AMEN Y AMEN… por los frutos nos conoceran.. es praxis… una verdadera relacion con Dios me debe llevar a amar como EL ama… a perdonar como EL perdona… a tener misericordia como EL …Orando por Usted padre y sobre todo por todos esos vecinos que estan ciegos, llenos de religiosidad y odios como en la epoca de Nuestro Señor… que Dios les abra los ojos del entendimiento y puedan conocer la VERDAD .. creerla y ser libres …🙏🙏
ResponderEliminarHoy el Señor en su Evangelio, ha querido enseñarnos la importancia de vivir la ley desde nuestro interior, y no como lo hacían en su tiempo, pegados a la letra, pero desde el exterior, de labios para afuera.

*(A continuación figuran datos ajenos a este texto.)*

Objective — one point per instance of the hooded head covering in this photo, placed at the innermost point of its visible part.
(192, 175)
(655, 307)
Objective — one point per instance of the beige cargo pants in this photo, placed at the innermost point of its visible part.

El Señor quiere enseñarnos cuales son los principios que anteceden a la ley, quiere establecerlos en nuestra vida, y es más difícil su enseñanza porque es educar nuestro interior; pero lo hace a través del precepto del amor y es ahí donde está la novedad del Señor, no en la ley sino en como vivirla. Reconozco que la ley esclaviza, es más me escuda ante mis hermanos, porque puedo hacer cumpli – miento, lo mínimo, lo socialmente bien, pero no permite que madure mi fe, la deja vacía, infantil. Pero vivir desde la esencia que quiere el Señor, me hace participe, corresponsable, me da la autoridad para discernir y/o cuestionar; de ver el inconformismo con la Iglesia, porque se queda ahí en las tradiciones y en el ritualismo, no hay opciones para hacer un progreso espiritual, no hay procesos, ni formación. La ley me deja en mi zona de confort, se puede limitar en encontrar un lugar donde simplemente me siento cómodo, voy me recargo, pero no veo al Señor, y terminamos siendo igual que los FARISEOS, nos jactamos de hacer o de cumplir, pero en nuestro interior no hemos sido capaces de instaurar el Reino de Dios.